Ferney, le 24 juillet 1774 [1773]
J’ai toujours aimé mr de Lacondamine.
Je vous prie, monsieur l’abbé, de l’en assurer et de le bien remercier de son catéchisme. Vous pouvez aussi, monsieur, le bien assurer que je suis très fâché de savoir qu’il loge chez lui Labeaumelle, et qu’il donne à dîner à Fréron. Il y a de meilleures bonnes œuvres à faire. Ses vers ne sont pas d’un grand poète; il n’en a jamais fait que pour s’amuser; mais ses sentiments sont ceux d’un honnête homme. Je l’ai toujours connu pour être de la communion des gens de bien. Je n’aime ni Labeaumelle, ni Fréron qui m’a affiigé quelquefois et qui souvent m’a fait rire. Mais je crois, monsieur, avec vous et avec votre ami m de Lacondamine, qu’il existe un dieu rémunérateur et punisseur, et qui, s’il se mêle des chenilles de nos vergers, rendra à mes ennemis selon leurs œuvres.

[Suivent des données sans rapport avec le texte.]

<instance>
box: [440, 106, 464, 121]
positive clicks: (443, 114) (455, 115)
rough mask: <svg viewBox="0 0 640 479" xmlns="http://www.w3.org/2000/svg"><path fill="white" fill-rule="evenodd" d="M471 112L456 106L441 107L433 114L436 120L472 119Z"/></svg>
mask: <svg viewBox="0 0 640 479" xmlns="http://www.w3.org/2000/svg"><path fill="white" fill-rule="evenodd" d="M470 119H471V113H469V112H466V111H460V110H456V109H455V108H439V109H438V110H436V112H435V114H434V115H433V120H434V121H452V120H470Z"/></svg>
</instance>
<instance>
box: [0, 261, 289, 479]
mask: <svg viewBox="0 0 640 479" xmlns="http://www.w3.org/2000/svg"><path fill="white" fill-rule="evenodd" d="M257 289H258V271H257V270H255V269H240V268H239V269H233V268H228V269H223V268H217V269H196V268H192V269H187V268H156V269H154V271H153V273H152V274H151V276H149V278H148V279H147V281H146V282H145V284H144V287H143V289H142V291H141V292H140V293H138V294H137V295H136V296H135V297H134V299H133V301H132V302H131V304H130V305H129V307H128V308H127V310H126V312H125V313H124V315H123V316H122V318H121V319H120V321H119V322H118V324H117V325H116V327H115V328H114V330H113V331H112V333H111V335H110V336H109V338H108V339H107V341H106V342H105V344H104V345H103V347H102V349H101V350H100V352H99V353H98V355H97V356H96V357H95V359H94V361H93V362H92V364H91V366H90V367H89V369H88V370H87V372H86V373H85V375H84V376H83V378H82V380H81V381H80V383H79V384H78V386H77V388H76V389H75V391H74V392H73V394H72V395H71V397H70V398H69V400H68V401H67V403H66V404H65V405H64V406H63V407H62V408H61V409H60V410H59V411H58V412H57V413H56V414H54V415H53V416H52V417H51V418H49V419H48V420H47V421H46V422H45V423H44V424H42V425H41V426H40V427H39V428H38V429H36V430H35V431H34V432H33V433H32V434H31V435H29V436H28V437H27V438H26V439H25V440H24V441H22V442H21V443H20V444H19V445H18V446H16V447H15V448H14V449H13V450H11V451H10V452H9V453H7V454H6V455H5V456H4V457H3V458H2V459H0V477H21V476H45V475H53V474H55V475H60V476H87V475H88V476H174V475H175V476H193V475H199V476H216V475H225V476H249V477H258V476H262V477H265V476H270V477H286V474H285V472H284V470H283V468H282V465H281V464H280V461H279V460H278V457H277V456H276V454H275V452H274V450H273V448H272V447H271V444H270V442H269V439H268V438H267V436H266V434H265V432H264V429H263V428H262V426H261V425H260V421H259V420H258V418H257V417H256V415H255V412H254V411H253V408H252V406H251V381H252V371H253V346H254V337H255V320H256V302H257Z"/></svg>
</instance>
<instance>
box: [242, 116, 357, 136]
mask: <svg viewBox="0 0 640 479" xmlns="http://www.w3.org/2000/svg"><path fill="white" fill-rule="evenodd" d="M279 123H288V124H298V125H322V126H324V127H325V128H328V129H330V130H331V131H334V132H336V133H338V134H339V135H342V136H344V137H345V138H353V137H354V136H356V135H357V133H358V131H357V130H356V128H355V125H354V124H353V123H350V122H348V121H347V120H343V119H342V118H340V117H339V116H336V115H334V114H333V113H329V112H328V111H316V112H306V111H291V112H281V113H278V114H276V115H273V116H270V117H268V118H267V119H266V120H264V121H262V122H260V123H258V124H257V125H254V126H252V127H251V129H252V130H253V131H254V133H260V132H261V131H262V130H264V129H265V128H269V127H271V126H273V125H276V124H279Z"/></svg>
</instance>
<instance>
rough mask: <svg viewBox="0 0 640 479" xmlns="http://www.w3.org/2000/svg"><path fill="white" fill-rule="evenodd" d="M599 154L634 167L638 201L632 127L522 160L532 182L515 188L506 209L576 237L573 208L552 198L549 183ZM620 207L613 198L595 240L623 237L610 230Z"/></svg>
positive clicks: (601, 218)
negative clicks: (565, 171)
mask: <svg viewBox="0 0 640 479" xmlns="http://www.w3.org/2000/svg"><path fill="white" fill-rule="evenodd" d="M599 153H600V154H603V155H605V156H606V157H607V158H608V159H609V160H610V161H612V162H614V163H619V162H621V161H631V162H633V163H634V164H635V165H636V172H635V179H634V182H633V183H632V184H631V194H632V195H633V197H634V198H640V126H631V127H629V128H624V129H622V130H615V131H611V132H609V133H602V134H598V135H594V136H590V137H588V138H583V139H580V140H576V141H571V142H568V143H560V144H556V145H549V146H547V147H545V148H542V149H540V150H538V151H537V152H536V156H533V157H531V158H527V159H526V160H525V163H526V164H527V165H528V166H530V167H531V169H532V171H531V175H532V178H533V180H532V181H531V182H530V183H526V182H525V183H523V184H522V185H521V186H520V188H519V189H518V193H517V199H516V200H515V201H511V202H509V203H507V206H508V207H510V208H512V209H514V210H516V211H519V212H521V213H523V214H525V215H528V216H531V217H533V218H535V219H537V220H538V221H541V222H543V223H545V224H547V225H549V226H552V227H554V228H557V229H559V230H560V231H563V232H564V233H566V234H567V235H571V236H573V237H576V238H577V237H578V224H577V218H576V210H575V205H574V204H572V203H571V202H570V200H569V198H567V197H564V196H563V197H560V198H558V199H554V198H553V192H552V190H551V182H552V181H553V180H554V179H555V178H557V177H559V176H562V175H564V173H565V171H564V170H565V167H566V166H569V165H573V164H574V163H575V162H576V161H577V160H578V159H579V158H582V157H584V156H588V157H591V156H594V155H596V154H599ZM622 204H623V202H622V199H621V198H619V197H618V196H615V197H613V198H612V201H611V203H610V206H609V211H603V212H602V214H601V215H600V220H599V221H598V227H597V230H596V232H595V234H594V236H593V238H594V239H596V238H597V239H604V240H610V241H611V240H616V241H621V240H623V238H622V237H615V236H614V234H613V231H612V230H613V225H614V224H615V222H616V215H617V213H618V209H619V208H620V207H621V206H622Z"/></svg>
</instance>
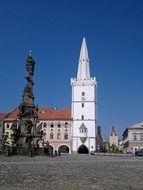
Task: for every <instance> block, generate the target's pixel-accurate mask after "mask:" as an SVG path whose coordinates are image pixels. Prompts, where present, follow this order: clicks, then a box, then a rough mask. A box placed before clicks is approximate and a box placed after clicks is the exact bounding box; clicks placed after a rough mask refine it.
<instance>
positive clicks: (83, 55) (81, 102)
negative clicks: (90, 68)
mask: <svg viewBox="0 0 143 190" xmlns="http://www.w3.org/2000/svg"><path fill="white" fill-rule="evenodd" d="M71 86H72V119H73V125H72V152H73V153H90V152H91V151H95V150H96V136H97V130H96V128H97V126H96V118H97V113H96V106H97V82H96V78H95V77H94V78H91V77H90V68H89V58H88V50H87V44H86V40H85V38H83V41H82V45H81V50H80V56H79V63H78V72H77V78H71Z"/></svg>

Je vous renvoie, monsieur, le Chinois de mr de Lacondamine. Un jeune homme de beaucoup de talent que je possède dans ma chartreuse, s’est amusé à rajuster et à raccourcir les habits de cet honnête Chinois; cela ne peut déplaire ni à Kien-long son empereur, ni à son père, l’arpenteur du zodiaque que j’aime toujours malgré Fréron, Labeaumelle et autres grands écrivains qui font la gloire du règne de Louis XV.